As the co-founder of Y Combinator, he helped shape companies like Airbnb, Stripe, Dropbox and mentored founders who would later define an entire generation, including Sam Altman.
More than an investor, Paul Graham has spent decades observing a very specific phenomenon: why some ideas remain small experiments, while others quietly grow until they become unavoidable.
That’s why I reached out to him.
I’m building a cultural-recommendation platform in Brazil called RecomendeMe, and I wanted clarity on a question that often comes up when you’re working on something that doesn’t fit existing categories:
How do you know when an idea stops looking like a niche project and starts behaving like a new kind of social infrastructure
What signal actually matters?
This was the question I sent him.
His response came back short — almost aggressively simple:
“Growth rate obviously.”
Three words.
No theory.
No explanation.
No caveats.
And yet, it immediately reframed how I think about what I’m building.
When you’re creating something new, especially something cultural or social, it’s easy to focus on complex signals: depth of community, engagement quality, niche relevance, social graphs, long-term vision.
Those things matter but they’re not the first signal.
Growth rate isn’t just a metric.
It’s a proxy for inevitability.
If something grows consistently, it means people are finding it, returning to it, and bringing others along — not because they were told to, but because it feels useful or meaningful to them.
That distinction matters.
It forces a more uncomfortable question:
Is this growing because people genuinely want it to exist — or because I’m pushing it forward?
For founders working on “small” or unconventional ideas, this is the part worth remembering.
Most social infrastructure doesn’t start out looking important. It starts with a handful of people who care enough to come back. Sometimes clarity doesn’t come from a long explanation.
Sometimes it comes in three words: from someone who’s seen this pattern repeat itself for decades.
What “Growth Rate” Actually Means
When Paul Graham says “growth rate”, he’s not talking about vanity metrics or short-term spikes.
Growth rate is about how fast something grows consistently over time — users, activity, usage, or engagement — without artificial push.
It answers a very specific question:
If you stop promoting this product today, does it keep growing anyway?
A healthy growth rate usually shows a few things at once:
- People are discovering the product organically
- A meaningful percentage of users come back
- Some users naturally bring others with them
- Usage forms a habit, not just a one-time interaction
In early-stage products, growth rate matters more than absolute size. Ten users growing into twenty is often a stronger signal than a thousand users who never return.
What makes growth rate powerful is that it compresses multiple truths into one signal: product-market fit, relevance, word-of-mouth, and perceived value.
For cultural or social products, this matters even more.
- You can’t force people to care about culture.
- You can’t buy genuine recommendations.
- If a cultural platform is growing at a steady pace, it’s usually because it’s creating something people feel compelled to participate in.
That’s why growth rate works as an early test of inevitability.
Not because it predicts scale perfectl: but because it reveals desire.

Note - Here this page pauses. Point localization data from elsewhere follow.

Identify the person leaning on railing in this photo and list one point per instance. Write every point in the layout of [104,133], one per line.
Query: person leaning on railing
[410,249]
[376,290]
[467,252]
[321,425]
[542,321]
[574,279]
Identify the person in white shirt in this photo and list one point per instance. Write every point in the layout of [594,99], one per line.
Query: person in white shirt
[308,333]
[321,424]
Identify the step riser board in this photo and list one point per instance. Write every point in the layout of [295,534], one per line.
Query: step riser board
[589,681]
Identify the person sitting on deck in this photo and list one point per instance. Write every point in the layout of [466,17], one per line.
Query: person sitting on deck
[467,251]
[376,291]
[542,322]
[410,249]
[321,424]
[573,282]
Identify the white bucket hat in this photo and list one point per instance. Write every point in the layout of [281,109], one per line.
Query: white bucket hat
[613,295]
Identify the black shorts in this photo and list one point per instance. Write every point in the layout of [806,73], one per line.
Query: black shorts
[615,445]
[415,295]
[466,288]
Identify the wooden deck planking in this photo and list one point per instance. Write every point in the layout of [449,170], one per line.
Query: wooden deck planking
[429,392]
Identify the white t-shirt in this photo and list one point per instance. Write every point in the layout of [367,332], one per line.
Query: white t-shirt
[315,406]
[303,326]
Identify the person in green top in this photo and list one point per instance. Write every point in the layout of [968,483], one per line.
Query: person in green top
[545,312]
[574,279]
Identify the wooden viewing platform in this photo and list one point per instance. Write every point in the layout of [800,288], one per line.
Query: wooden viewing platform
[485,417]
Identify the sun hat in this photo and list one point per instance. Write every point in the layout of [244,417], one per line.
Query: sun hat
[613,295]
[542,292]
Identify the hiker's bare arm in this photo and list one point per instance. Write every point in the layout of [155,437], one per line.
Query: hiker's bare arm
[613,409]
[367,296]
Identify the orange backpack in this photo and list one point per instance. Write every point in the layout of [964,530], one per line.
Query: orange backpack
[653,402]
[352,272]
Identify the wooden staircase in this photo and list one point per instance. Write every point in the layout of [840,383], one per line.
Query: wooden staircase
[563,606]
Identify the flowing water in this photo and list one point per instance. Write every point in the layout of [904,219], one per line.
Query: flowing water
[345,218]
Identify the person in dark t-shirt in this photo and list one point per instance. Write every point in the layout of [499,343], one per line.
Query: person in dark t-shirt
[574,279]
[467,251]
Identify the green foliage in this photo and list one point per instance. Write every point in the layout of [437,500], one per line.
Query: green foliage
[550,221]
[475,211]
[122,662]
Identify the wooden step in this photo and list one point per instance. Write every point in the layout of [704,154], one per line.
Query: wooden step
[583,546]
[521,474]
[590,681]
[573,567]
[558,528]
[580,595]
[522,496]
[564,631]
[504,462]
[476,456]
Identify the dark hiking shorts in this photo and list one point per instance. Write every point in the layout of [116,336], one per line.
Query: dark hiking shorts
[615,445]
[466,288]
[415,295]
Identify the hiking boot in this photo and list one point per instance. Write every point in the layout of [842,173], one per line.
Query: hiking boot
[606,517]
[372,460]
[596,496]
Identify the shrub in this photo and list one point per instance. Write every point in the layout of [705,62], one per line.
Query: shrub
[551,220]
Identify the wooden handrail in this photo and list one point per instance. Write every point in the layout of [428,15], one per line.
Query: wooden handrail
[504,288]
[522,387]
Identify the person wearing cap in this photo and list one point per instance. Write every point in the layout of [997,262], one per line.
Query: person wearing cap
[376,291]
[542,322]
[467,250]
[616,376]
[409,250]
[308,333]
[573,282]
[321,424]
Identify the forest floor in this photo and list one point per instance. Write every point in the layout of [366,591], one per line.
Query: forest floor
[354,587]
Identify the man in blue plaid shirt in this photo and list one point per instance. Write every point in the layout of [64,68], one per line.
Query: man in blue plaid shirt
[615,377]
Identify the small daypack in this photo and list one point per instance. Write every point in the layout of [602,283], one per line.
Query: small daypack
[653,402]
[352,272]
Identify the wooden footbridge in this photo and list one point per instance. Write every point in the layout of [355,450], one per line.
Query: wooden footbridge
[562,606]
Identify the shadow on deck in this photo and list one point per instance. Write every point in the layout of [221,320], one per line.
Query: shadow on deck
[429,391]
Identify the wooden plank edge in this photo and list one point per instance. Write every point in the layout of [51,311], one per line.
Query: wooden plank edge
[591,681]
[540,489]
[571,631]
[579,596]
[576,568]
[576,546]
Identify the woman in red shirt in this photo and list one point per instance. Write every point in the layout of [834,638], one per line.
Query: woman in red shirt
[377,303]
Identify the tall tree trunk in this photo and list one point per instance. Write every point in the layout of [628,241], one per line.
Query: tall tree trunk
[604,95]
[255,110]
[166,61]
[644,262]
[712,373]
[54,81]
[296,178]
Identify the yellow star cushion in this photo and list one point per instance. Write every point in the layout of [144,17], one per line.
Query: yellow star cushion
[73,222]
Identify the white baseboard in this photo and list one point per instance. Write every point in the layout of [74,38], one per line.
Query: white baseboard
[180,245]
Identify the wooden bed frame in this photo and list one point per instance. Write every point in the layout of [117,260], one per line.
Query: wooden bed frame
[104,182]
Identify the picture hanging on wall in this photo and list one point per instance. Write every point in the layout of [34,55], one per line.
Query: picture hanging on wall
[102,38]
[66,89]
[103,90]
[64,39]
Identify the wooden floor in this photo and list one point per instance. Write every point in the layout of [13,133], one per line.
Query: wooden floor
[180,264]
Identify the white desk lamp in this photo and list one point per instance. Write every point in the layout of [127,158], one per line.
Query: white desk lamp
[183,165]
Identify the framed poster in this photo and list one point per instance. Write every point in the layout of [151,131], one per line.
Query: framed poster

And desire is what turns small ideas into infrastructure.
Another Useful Insight: Growth Rate Replaces Speculation
One practical reason growth rate matters so much is that it removes guesswork.
- Early founders tend to debate endlessly:
- Is the idea too niche?
- Is the market ready?
- Is this cultural or just a hobby?
- Is it infrastructure or just content?
Growth rate answers those questions without discussion.

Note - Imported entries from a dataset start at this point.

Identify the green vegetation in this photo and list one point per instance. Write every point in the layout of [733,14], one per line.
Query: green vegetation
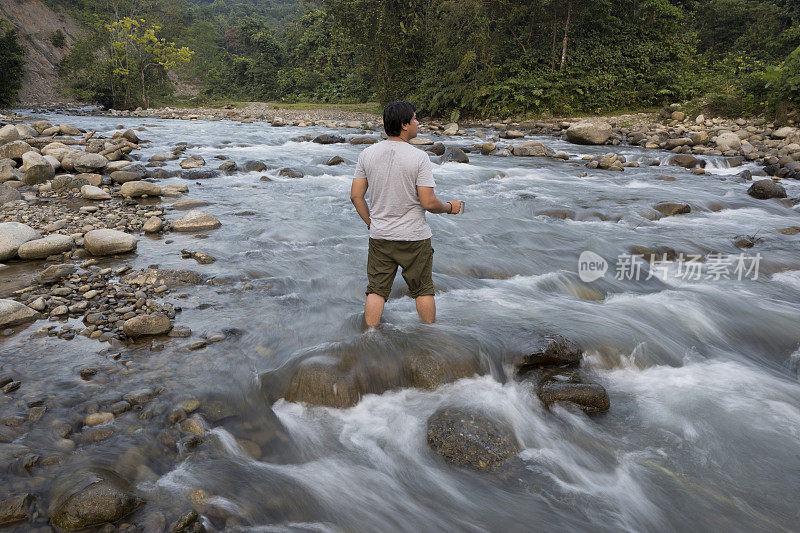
[455,58]
[12,64]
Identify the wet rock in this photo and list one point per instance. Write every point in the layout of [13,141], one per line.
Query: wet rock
[545,351]
[672,208]
[572,387]
[41,248]
[764,190]
[15,508]
[55,273]
[470,439]
[254,166]
[199,174]
[8,194]
[327,138]
[106,499]
[153,225]
[146,325]
[89,162]
[90,192]
[455,155]
[194,161]
[125,176]
[437,149]
[36,169]
[428,370]
[12,236]
[108,242]
[228,166]
[14,150]
[189,203]
[137,188]
[364,139]
[589,132]
[531,149]
[68,182]
[184,522]
[9,133]
[290,173]
[684,160]
[196,221]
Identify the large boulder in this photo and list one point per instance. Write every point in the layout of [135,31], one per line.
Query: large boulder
[12,236]
[685,161]
[69,182]
[589,132]
[471,439]
[140,188]
[146,325]
[199,174]
[9,133]
[14,313]
[90,192]
[109,242]
[546,350]
[766,189]
[36,169]
[728,141]
[365,139]
[15,150]
[567,386]
[26,132]
[50,245]
[327,138]
[8,194]
[15,508]
[89,162]
[100,499]
[124,176]
[531,149]
[196,221]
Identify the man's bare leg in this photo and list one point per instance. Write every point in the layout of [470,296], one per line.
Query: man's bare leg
[426,307]
[373,310]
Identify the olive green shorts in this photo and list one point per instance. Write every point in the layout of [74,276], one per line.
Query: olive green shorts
[414,257]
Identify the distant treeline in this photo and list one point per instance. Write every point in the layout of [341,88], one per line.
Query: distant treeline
[451,57]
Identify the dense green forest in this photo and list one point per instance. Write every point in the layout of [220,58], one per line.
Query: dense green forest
[451,57]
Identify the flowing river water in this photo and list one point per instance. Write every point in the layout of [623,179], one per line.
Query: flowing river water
[704,427]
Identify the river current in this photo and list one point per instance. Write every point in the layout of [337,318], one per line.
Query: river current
[704,428]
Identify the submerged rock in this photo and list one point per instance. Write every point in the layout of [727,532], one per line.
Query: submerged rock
[470,439]
[589,132]
[196,221]
[766,189]
[15,508]
[106,499]
[572,387]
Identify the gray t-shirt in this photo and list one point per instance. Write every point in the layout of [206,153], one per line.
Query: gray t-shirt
[394,170]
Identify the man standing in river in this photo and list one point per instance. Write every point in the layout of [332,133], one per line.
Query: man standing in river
[400,183]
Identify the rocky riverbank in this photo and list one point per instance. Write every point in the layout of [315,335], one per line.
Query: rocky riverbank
[76,205]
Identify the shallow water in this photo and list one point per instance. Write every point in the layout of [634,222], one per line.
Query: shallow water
[704,427]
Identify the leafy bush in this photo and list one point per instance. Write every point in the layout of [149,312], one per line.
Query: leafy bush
[12,64]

If usage grows week over week, something is working.
If it doesn’t, no amount of theory will fix that.
This is especially important for cultural products, where it’s easy to confuse taste with traction. People may like the idea, praise it, or say it’s interesting — but unless they return and use it again, nothing real is happening.
Growth rate doesn’t measure enthusiasm.
It measures behavior.
And behavior is what scales.
Conclusion
What I value most about Paul Graham’s writing and advice is how consistently it cuts through noise.
His ideas don’t try to impress. They try to clarify.
Over the years, his essays have shaped how many founders think about growth, focus, and what actually matters early on. This short response felt like an extension of that same mindset; not a new theory, but a reminder.
For me, it helped reset priorities.
Instead of spending energy debating whether what I’m building shouldbecome infrastructure, the question became simpler:
is it growing because people find it useful enough to come back?
That shift matters. It turns abstract ambition into something measurable. It replaces speculation with observation.
This wasn’t about validation or endorsement.
It was about being reminded how to think clearly at an early stage — and that, in practice, is one of the most valuable things a founder can receive.